Clearing Shared Cache
---------------------
A shared cache can easily be cleared with the following::

    from django.core import cache

    lru2cache_cache = cache.get_cache('l2cache')
    lru2cache_cache.clear()


Invalidating Cached Results
---------------------------
To invalidate the cache for a specific set of arguments, including the instance
one can pass the same arguments to invalidate the both L1 and L2 caches::

    f.invalidate(*args, **kwargs)

in the case of a method you do need to explicitly pass the instance as in the
following::

    foo.f.invalidate(foo, a, b)

Refreshing the Cache
--------------------
This is not yet implemented as a function but can be accomplished by first calling
invalidate and then calling the function

Accessing the Function without Cache
------------------------------------
The un-cached underlying function can always be accessed with ``f.__wrapped__``.

Background and Development
--------------------------
At `3Top <http://www.3top.com/>`_ We needed a way to improve performance of
slow queries, not just those using the Django ORM, but also for queries to
other data stores and services.  We started off with a simpler centralized
caching solution using Memcached, but even those queries, when called frequently,
can start to cause delays.  Therefore we sought a means of caching at two layers.

Initially we looked at the possibility of using two different mechanisms but
we quickly saw the advantage of maintaining the same set of keys for both
caches and decided to create our own mechanism.
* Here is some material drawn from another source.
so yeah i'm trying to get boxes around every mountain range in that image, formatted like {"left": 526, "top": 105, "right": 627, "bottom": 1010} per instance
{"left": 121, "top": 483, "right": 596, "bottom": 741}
We used a backport python 3 ``functools.lru_cache()`` decorator as a starting
point for developing an in instance cache with LRU capabilities.  However we
needed to ensure the keys would also be unique enough to use with a shared
cache. We leverage Django's excellent cache framework for managing the layer 2
cache. This allows the use of any shared cache supported by Django.

Tests
-----
As a starting point I incorporated most of the tests for
``functools.lru_cache()`` with minor changes to make them work with python 2.7
and incorporated the l2_cache stats. We will continue to add tests to validate
the additional functionality provided by this decorator.